Pettway only has 3 career receptions for 26 yards to his name, with two of those grabs coming last season. But Lindsey said people shouldn’t sleep on Pettway’s catching ability.
“Kamryn is a better pass catcher than people give him credit for,” Lindsey said last week. “Obviously he’s a very good running back. I think for his future developing himself as a route runner and catching the ball will only help him. I’ve been really pleased with him.”
Catching the ball out of the backfield is a huge emphasis for the Tigers’ running backs this spring, as it was a key feature in Lindsey’s previous offenses.

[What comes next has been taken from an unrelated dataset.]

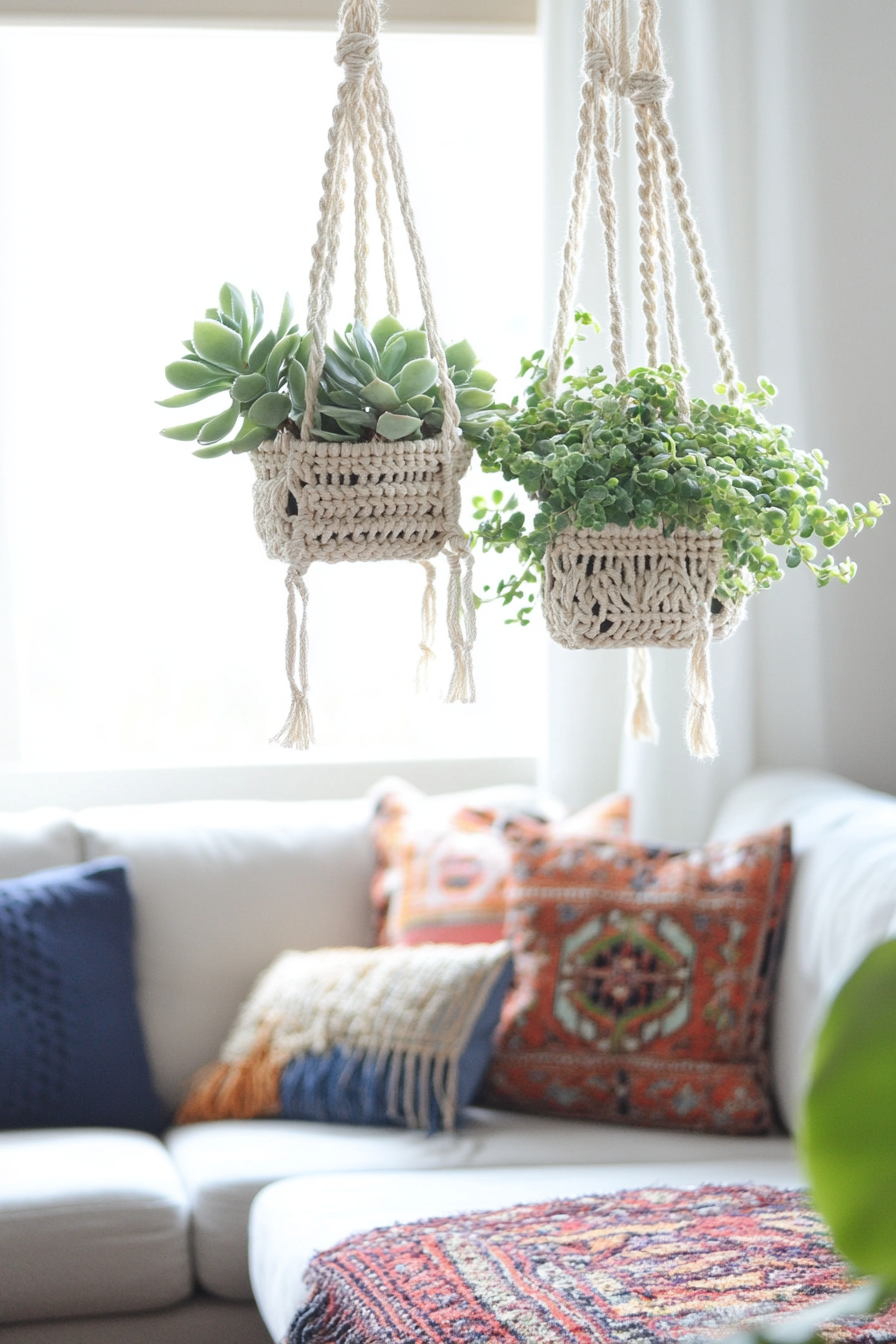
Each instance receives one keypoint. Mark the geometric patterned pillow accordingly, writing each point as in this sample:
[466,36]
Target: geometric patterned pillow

Last season at Arizona State, Lindsey’s top running back, Kalen Ballage, caught 44 passes for 469 yards as the team’s third-most productive receiver. Demario Richard added 17 more catches out of the backfield. In 2015, Lindsey’s running backs at Southern Miss combined for 89 total receptions.
Making that adjustment shouldn’t be a problem for Auburn running back Kerryon Johnson. He caught 31 passes over the last two seasons and played some wide receiver in high school. Johnson believes Pettway just needs more opportunities to shine in that area.

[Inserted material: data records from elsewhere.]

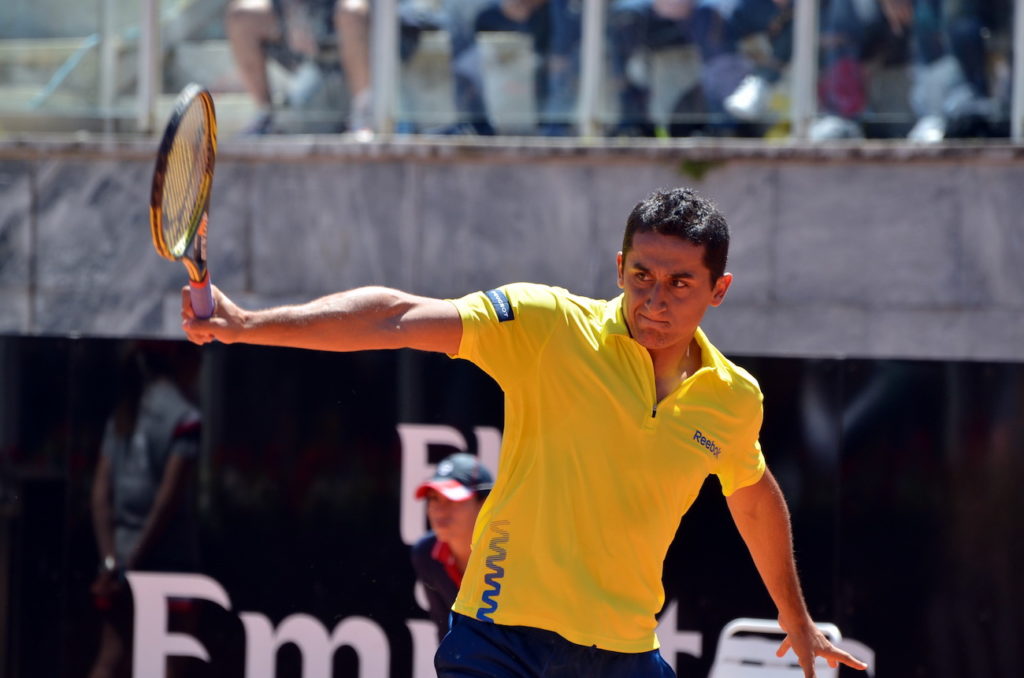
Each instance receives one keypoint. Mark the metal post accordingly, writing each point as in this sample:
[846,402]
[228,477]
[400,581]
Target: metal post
[804,73]
[1017,108]
[109,46]
[148,66]
[384,64]
[592,60]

“Nobody really got a chance to see it,” Johnson said. “He didn’t get the ball a lot, but I think Pettway already has pretty good hands, (and he’s) obviously working that every day. Now with the opportunity to get the ball more, we pay even more attention to it.”

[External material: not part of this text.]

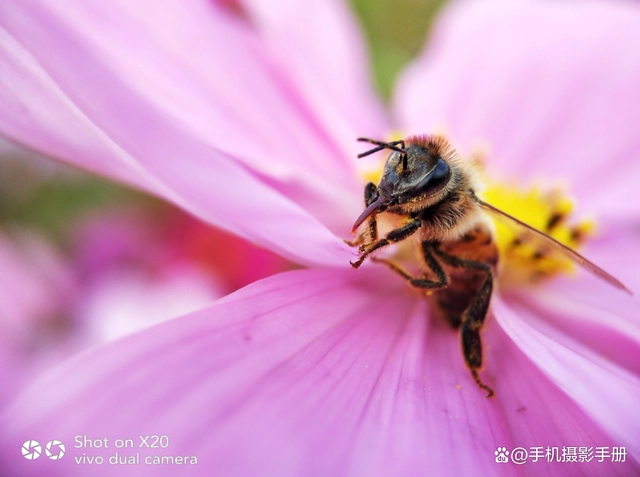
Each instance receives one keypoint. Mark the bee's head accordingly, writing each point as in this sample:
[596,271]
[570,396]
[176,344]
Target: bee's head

Pettway seems excited about the opportunities he could get as a receiver in Lindsey’s offense, which will feature more passing plays than in years past.
“I like being able to showcase my hands because a lot of times, we don’t get to do that,” Pettway said.
Few running backs with Pettway’s size — the defending SEC rushing champion is listed at 6-foot and 237 pounds — are effective receivers. Last season, Auburn mostly used him in obvious rushing situations and let Johnson be the back that ran routes.
But coaches and teammates say Pettway is a hard runner with soft hands.
“I think he already has pretty good hands, especially for a guy his size, you don’t expect him to catch the ball as well as he does,” Johnson said. “His drops are very limited.”
Lindsey has a lot of faith in Pettway’s potential development as a receiving option. That has a lot to do with the presence of running backs coach Tim Horton, who trained versatile running backs such as Darren McFadden, Felix Jones, Michael Smith, Dennis Johnson, Tre Mason and Corey Grant into reliable passing targets.
“You’ve got Tim Horton, who is one of the best running back coaches in the country,” Lindsey said. “It’s not like he hasn’t coached ‘backs before who can route run and catch.
“We’ve tried to tighten some things up with those guys and give them some answers when to run certain types of routes. They’re doing really well.”